Chloroplasts are organelles found in plant cells and other eukaryotic organisms that conduct photosynthesis with the help of the molecule chlorophyll stored inside the chloroplasts.
Chloroplasts are small organelles inside the cells of plants and algae. They absorb light to make sugar in a process called photosynthesis. The sugar can be stored in the form of starch. Chloroplasts contain the molecule chlorophyll, which absorbs sunlight for photosynthesis. In addition to chlorophyll, a chloroplast uses carbon dioxide (CO2) and water (H2O) to form sugar, and gives off oxygen (O2). Chlorophyll is what gives green plants their green colour. Chloroplasts also contain various yellow and orange pigments to assist in photon capture for photosynthesis.

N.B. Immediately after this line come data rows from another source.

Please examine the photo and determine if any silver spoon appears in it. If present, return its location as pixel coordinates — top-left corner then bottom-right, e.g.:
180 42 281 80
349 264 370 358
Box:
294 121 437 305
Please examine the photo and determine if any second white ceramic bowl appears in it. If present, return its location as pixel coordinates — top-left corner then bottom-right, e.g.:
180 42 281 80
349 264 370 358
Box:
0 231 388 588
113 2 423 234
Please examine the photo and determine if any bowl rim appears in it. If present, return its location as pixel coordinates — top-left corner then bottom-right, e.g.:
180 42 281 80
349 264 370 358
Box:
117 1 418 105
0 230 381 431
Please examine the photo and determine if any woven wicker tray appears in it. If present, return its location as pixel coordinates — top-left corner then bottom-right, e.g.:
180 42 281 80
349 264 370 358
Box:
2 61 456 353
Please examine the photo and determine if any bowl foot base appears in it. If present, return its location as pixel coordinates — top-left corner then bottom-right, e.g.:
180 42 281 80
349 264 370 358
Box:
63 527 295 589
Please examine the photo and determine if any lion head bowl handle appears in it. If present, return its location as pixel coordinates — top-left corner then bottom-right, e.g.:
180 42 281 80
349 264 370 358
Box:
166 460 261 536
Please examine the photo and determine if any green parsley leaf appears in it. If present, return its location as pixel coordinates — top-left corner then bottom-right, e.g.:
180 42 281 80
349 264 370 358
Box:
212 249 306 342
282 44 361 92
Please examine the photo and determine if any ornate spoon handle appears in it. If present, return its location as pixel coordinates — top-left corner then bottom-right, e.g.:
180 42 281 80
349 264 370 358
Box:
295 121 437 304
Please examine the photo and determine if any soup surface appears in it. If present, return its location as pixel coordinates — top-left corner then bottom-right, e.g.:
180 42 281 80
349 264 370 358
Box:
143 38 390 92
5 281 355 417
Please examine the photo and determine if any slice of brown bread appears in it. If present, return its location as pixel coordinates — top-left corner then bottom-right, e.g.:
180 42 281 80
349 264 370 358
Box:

Structure: Each choloroplast is surrounded by a double walled semi-permeable membrane. In the layered stacks are flat disk-shaped thylakoids. They contain light-absorbing pigments, including chlorophyll and carotenoids, as well as proteins which bind the pigments. Like mitochondria, chloroplasts also contain their own DNA and ribosomes.
Evolution: Chloroplasts are one of the many different types of organelles in the cell. They are thought to have originated as endosymbiotic cyanobacteria. This was first suggested by Mereschkowsky in 1905 after an observation by Schimper in 1883 that chloroplasts closely resemble cyanobacteria. Almost all chloroplasts are thought to derive directly or indirectly from a single endosymbiotic event.
Mitochondria also had a similar origin, but chloroplasts are found only in plants and protista. In green plants, chloroplasts are surrounded by two lipid-bilayer membranes. They are thought to correspond to the outer and inner membranes of the ancestral cyanobacterium. Chloroplasts have their own genome, which is much smaller than that of free-living cyanobacteria. The DNA which remains shows clear similarities with the cyanobacterial genome. Plastids may contain 60–100 genes whereas cyanobacteria often contain more than 1500 genes. Many of the missing genes are encoded in the nuclear genome of the host.
In some algae (such as the heterokonts), chloroplasts seem to have evolved through a secondary event of endosymbiosis, in which a eukaryotic cell engulfed a second eukaryotic cell containing chloroplasts, forming chloroplasts with three or four membrane layers. In some cases, such secondary endosymbionts may have themselves been engulfed by still other eukaryotes, thus forming tertiary endosymbionts. In the alga Chlorella, there is only one chloroplast, which is bell-shaped.
In some groups of mixotrophic protists such as the dinoflagellates, chloroplasts are separated from a captured alga or diatom and used temporarily. These klepto (stolen) chloroplasts may only have a lifetime of a few days and are then replaced.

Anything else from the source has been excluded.